O ex-governador de Goiás, Ronaldo Caiado, que se apresenta como pré-candidato à Presidência da República pelo Partido Social Democrático (PSD), manifestou sua posição favorável ao impeachment de qualquer autoridade pública. Em uma entrevista concedida ao Canal Meio, ele declarou que esse mecanismo deve ser aplicado a todos os níveis de governo, abrangendo desde o presidente da República, ministros do Supremo Tribunal Federal (STF), governadores, prefeitos, até parlamentares e outras figuras públicas. A informação foi revelada pelo jornal Estadão.
Durante a conversa, Caiado enfatizou a importância de respeitar o princípio da presunção de inocência que deve ser garantido a todo cidadão. Contudo, ele fez uma ressalva significativa em relação aos candidatos à Presidência da República. Para Caiado, aqueles que aspiram ao cargo não deveriam participar do pleito se existirem questionamentos sobre sua conduta moral. Essa posição reflete uma preocupação com a integridade dos líderes do país e a necessidade de uma avaliação rigorosa das condições éticas de quem pretender ocupar a mais alta posição do governo.
Além disso, o pré-candidato reiterou sua intenção de promover um ato de anistia ao ex-presidente Jair Bolsonaro, que foi condenado pelo STF por sua tentativa de golpe de Estado após as eleições de 2022. Em suas declarações, Caiado afirmou que, se obtiver sucesso nas urnas, sua primeira assinatura como presidente será a de uma anistia abrangente para todos os condenados pelos atos ocorridos no dia 8 de janeiro, incluindo Bolsonaro. Essa proposta gerou reações diversas, refletindo a polarização política que ainda permeia o cenário brasileiro.
O posicionamento de Ronaldo Caiado sobre o impeachment e a anistia não apenas revela suas propostas para um eventual governo, mas também estabelece um marco sobre como ele pretende agir em relação a figuras controversas do cenário político brasileiro. As considerações sobre o impeachment destacam a necessidade de responsabilidade e prestação de contas, enquanto a ideia de anistia sugere uma tentativa de reconciliação em um período de agitação política. Essa dualidade de propostas pode atrair tanto apoiadores quanto críticos, sinalizando uma campanha onde a ética e a governança serão temas centrais.
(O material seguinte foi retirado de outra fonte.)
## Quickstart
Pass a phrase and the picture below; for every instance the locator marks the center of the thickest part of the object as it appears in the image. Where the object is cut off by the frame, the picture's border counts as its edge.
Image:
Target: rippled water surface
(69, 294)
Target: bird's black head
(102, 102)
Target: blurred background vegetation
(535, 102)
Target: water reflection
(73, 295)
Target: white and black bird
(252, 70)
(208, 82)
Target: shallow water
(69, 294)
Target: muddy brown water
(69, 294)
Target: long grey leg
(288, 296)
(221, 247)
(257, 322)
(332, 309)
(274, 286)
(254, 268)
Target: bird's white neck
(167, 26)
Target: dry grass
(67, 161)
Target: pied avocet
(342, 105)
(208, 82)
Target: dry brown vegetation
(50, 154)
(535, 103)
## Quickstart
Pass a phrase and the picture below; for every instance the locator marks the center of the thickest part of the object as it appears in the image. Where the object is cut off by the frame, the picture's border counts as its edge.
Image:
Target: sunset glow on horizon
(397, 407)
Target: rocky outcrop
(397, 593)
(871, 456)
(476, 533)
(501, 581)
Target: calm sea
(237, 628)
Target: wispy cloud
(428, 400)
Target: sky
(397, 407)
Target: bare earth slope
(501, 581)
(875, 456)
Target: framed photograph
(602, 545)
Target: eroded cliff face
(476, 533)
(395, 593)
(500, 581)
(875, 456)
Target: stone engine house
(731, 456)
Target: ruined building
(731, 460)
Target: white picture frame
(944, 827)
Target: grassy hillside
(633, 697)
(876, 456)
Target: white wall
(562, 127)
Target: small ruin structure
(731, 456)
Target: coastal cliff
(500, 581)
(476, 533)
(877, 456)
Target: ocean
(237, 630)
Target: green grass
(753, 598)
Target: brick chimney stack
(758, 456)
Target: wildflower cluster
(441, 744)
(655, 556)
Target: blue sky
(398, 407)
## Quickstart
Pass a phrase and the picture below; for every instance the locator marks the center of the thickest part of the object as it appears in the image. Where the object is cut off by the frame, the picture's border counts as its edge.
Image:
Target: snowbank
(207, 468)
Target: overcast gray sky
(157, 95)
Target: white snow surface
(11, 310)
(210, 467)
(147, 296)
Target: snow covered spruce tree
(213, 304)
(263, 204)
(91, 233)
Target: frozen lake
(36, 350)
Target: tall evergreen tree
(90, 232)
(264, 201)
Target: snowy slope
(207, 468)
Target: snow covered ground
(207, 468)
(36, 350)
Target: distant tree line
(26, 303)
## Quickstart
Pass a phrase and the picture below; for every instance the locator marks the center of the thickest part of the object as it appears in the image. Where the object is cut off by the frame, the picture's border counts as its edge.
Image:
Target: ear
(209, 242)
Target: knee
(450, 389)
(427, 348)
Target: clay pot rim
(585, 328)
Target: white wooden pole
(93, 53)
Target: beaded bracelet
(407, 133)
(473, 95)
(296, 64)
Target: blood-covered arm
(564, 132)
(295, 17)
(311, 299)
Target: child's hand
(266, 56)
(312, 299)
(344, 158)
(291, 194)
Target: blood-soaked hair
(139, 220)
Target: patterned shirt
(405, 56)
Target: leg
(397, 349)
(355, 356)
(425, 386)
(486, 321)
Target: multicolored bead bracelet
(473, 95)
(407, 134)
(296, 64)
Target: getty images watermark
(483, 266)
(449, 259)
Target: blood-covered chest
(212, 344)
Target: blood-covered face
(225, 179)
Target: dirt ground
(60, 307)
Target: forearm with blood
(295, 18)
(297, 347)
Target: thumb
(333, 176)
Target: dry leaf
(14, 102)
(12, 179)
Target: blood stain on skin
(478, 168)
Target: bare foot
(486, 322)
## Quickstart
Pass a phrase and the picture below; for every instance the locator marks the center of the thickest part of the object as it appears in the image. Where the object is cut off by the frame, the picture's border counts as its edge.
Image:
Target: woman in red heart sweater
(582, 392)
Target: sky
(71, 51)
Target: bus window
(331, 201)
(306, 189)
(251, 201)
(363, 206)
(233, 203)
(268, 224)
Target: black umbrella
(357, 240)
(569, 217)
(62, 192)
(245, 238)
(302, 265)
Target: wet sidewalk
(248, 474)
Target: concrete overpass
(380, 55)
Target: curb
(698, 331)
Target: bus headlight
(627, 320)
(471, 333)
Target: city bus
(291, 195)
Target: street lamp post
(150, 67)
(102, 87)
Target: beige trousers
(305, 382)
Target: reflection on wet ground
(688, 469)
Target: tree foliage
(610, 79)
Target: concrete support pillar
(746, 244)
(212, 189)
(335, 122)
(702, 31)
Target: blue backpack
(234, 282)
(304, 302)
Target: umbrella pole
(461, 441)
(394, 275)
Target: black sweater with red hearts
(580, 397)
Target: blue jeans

Assim, a candidatura de Caiado se desenha em um contexto onde questões de moralidade e responsabilidade política estão em alta. Enquanto ele se prepara para a corrida presidencial, sua atitude em relação às autoridades públicas e sua postura sobre a anistia indicam que os debates sobre a ética na política brasileira continuarão a ser intensos e polarizados.